Q-omics provides the consensus-scored CACNA1F profile across patient tissues and cancer cell-line models. CACNA1F expression is associated with patient survival in 22 of 34 cancer types, with the highest sampling consensus in BRCA. Among the 18 cancer types available for tumor–normal comparison, CACNA1F is differentially expressed in 11, with the highest sampling consensus in KIRC. Additionally, CACNA1F RNA expression shows 15,306 significant gene co-expression associations, with the highest sampling consensus in LIHC. Together, these results highlight BRCA, KIRC, and LIHC as cancer lineages where CACNA1F shows reproducible signals across survival, tumor–normal expression, and patient cross-omics analyses.
Every result is evaluated using two consensus scores. Sampling consensus measures how consistently a finding is reproduced within a cancer lineage across different conditions. Lineage consensus measures how broadly the result is shared across cancer types, distinguishing pan-cancer signals from lineage-specific patterns.
Premium analyses for CACNA1F — synthetic lethality, tumor antigen, and pembrolizumab response.
This table summarizes CACNA1F survival associations across molecular data types. CACNA1F RNA expression shows survival associations in the most cancer types (22), followed by mutation status (7). The rightmost column indicates the cancer type with the highest sampling consensus for each molecular layer.

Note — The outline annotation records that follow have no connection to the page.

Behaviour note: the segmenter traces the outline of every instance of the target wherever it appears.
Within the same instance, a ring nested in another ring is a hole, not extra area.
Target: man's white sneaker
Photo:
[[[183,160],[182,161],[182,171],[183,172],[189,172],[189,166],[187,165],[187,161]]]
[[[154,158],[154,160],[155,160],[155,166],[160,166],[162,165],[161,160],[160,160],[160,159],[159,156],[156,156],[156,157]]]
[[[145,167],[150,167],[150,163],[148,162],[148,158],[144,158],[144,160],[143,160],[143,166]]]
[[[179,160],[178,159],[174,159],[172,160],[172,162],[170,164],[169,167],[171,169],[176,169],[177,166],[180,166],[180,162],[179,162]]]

This table ranks reproducible CACNA1F RNA expression–survival associations across cancer types. High CACNA1F expression shows unfavorable associations in LUSC, LIHC and COAD, but favorable associations in BRCA, HNSC and BLCA. The BRCA Kaplan–Meier curve shows clear separation, with the low-expression group declining faster, consistent with the favorable association (log-rank p = .001). Together, the overview and detailed table identify BRCA as the clearest survival context for CACNA1F RNA expression.
This table summarizes CACNA1F tumor–normal expression differences by data type. RNA shows broader differences across cancer types, with a lineage consensus of 11, while mass-spec protein shows differences in 1. The strongest signals are observed in KIRC for RNA and LUAD for protein.
This table ranks reproducible tumor–normal expression differences for CACNA1F. A negative fold-change indicates higher expression in normal tissue than in tumor tissue. CACNA1F shows lower tumor expression in KICH, LUAD and LUSC and higher tumor expression in KIRC, HNSC and STAD. The KIRC box plot shows higher CACNA1F RNA expression in tumor versus normal tissue (log2 FC = +0.490, t-test p < 0.001).
This table shows molecular features associated with CACNA1F in patient tissues and cancer cell lines. In patient samples, CACNA1F shows the broadest associations at the RNA and protein expression levels, with LIHC recurring as the lineage with the largest associated feature set. In cancer cell lines, CACNA1F RNA and mutation anchors are most strongly linked to RNA-expression features, especially in PANCREAS, while CRISPR and shRNA rows add functional-dependency signals in LUNG_NSCLC_LUAD and BLOOD_Leukemia.